The admirable Porthos did not even take the trouble to conceal from Aramis the rank he gave him in his friendship. Aramis pressed his hand. “We will still live many years,” said he, “to preserve in the world specimens of rare men. Trust yourself to me, my friend; we have no reply from d’Artagnan,- that is a good sign. He must have given orders to get the vessels together and clear the seas. On my part, I have just issued directions that a boat should be rolled upon rollers to the mouth of the great cavern of Locmaria, which you know, where we have so often lain in wait for foxes.”
“Yes, and which terminates at the little creek by a trench which we discovered the day that splendid fox escaped that way.”
“Precisely. In case of misfortune, a boat is to be concealed for us in that cavern; indeed, it must be there by this time. We will wait for a favorable moment; and during the night, to sea!”
“That is a good idea; what shall we gain by it?”
“We shall gain by it that nobody knows that grotto, or rather its issue, except ourselves and two or three hunters of the island; we shall gain by it that if the island is occupied, the scouts, seeing no boat upon the shore, will never imagine we can escape, and will cease to watch.”
“Well,- the legs?”
“Oh, excellent, just now.”
“You see, then, plainly, that everything conspires to give us quietude and hope. D’Artagnan will clear the sea and give us liberty of action. No more royal fleet or descent to be dreaded. Vive Dieu! Porthos, we have still half a century of good adventures before us; and if I once touch Spanish ground, I swear to you,” added the bishop, with a terrible energy, “that your brevet of duke is not remote as it now appears.”
“We will live in hope,” said Porthos, a little enlivened by the reviving warmth of his companion.
All at once a cry resounded in their ears: “To arms! to arms!”
This cry, repeated by a hundred voices, brought to the chamber where the two friends were conversing surprise to the one and uneasiness to the other. Aramis opened the window; he saw a crowd of people running with torches. Women were seeking places of safety; the armed men were hastening to their posts.
“The fleet! the fleet!” cried a soldier, who recognized Aramis.
“The fleet?” repeated the latter.
“Within half-cannon-shot,” continued the soldier.
“To arms!” cried Aramis.
“To arms!” repeated Porthos, formidably.
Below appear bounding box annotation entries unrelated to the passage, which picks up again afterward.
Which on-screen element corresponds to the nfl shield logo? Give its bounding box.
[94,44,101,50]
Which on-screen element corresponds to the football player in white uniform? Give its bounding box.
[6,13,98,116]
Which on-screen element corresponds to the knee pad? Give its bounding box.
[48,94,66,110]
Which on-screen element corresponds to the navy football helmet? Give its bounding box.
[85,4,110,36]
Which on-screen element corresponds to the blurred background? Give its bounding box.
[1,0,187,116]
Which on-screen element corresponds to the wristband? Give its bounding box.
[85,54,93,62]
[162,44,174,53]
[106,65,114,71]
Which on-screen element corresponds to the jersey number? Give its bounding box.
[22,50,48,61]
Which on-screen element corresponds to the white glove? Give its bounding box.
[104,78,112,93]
And both rushed forth towards the pier, to place themselves within the shelter of the batteries. Boats laden with soldiers were seen approaching; they took three directions for the purpose of landing at three points at once.
“What must be done?” said an officer of the guard.
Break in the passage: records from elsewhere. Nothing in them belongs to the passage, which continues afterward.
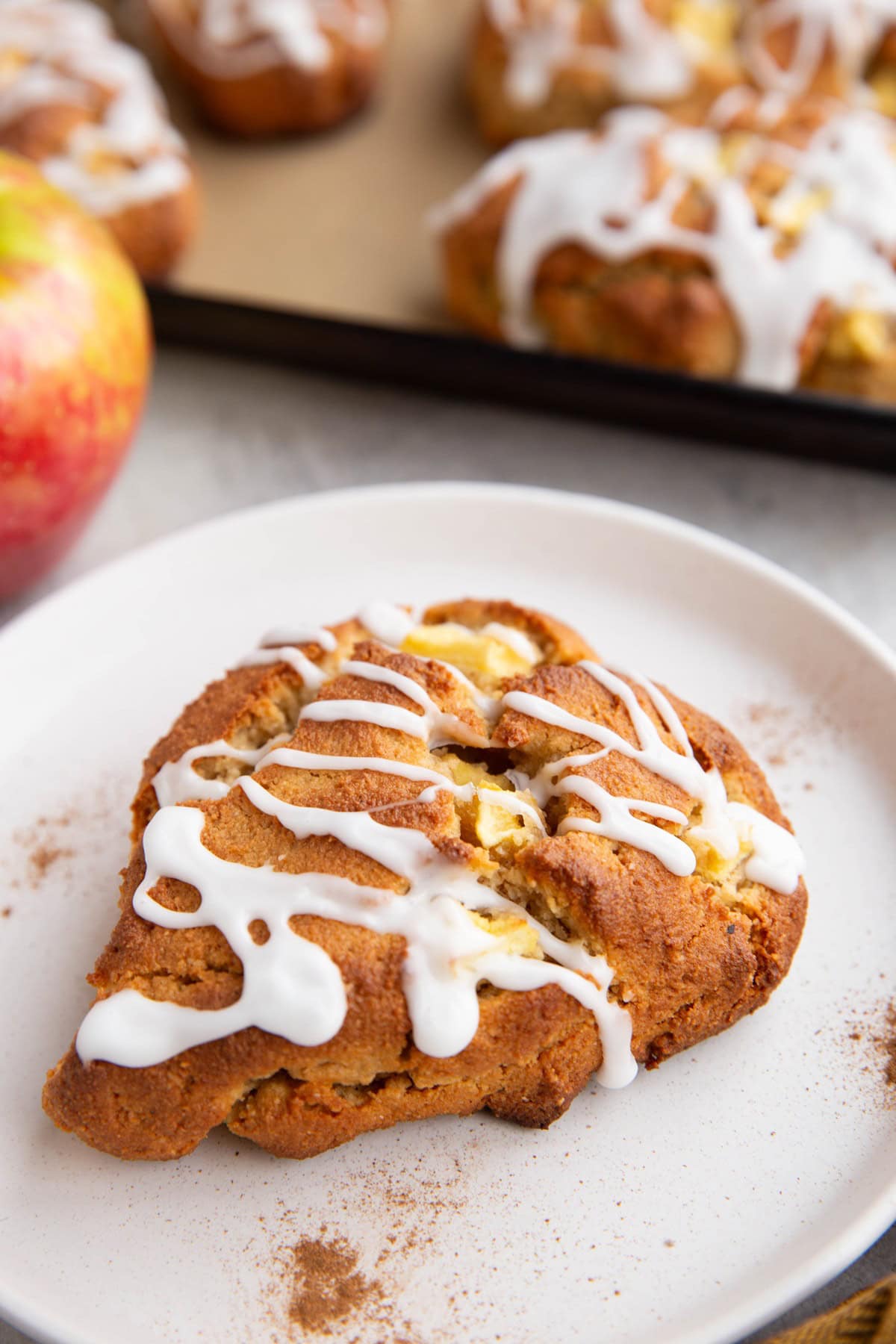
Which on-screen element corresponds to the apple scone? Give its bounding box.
[144,0,390,136]
[467,0,896,144]
[432,91,896,402]
[0,0,196,279]
[44,600,806,1159]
“Stop them; and if they persist, fire!” said Aramis.
Five minutes after, the cannonade began. These were the shots that d’Artagnan had heard as he landed in France. But the boats were too near the pier to allow the cannon to aim correctly. They landed, and the combat began hand to hand.
“What’s the matter, Porthos?” said Aramis to his friend.
“Nothing! nothing!- only my legs. It is really incomprehensible; they will be better when we charge.” In fact, Porthos and Aramis did charge with such vigor, they so thoroughly animated their men, that the Royalists re-embarked precipitately without gaining anything but the wounds they carried away.
“Eh! but, Porthos,” cried Aramis, “we must have a prisoner, quick! quick!” Porthos bent over the stair of the pier, and seized by the nape of the neck one of the officers of the royal army who was waiting till all his people should be in the boat. The arm of the giant lifted up his prey, which served him as a buckler, as he recovered himself without a shot being fired at him.
“Here is a prisoner for you,” said Porthos, coolly, to Aramis.
“Well!” cried the latter, laughing, “have you not calumniated your legs?”
“It was not with my legs I took him,” said Porthos, sadly; “it was with my arms!”